In: Economics
A)How does contractionary monetary policy use interest rates and required reserves to achieve its goals of reducing inflation? Answer:
B) The Fed is the most independent federal agency there is, with loyalty first to the American public and the wellbeing of its economy, but just how truly independent is it from the political motives of politicians, especially from those of White House’s? Answer:
a. Monetary policy is the actions and communications of a central bank that manages the money supply. It involves mutual funds from the credit, currency, checks and money market. Credit is the most significant of these kinds of money. This consists of loans, shares and mortgages. In order to create economic growth, monetary policy increases liquidity. To prevent inflation, it reduces liquidity. Central banks use interest rates, requirements for bank reserves, and the amount of government bonds that banks have to hold. All of these measures have an effect on how much banks can lend. The amount of loans affects the supply of money. To order to reduce inflation, central banks use contractionary monetary policy. Through limiting the amount of money banks can lend, they reduce the money supply. The banks are paying a higher interest rate, increasing the cost of loans. Higher borrowing through companies and individuals, slowing growth.

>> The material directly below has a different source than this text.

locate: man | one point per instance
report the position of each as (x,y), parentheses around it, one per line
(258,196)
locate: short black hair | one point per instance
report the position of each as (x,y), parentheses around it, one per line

b. Politicians were normal to manipulate interest rates in the 1970s to boost their own popularity. Which resulted in an inflation epidemic. And so rich and many poorer countries switched to a process where policymakers set a specific goal— stable prices and left independent central bankers to know it. Billions of people around the world have grown used to low and stable inflation in a single generation and the belief that interest rates are under control on their bank deposits and mortgages. Today, this success is threatened by a confluence of populism, nationalism, and economic forces that turn monetary policy back into politics. President Donald Trump called for interest rates to be cut, joked about firing the Federal Reserve president, and said he would name two unqualified cronies, Stephen Moore and Herman Cain, to his committee. Brexiteers doubt the Bank of England's integrity and intentions, while President Recep Tayyip Erdogan was in a tug-of-war with the central bank in Turkey. The government of India has replaced a capable head of the central bank with a pliant insider who has cut rates ahead of an election.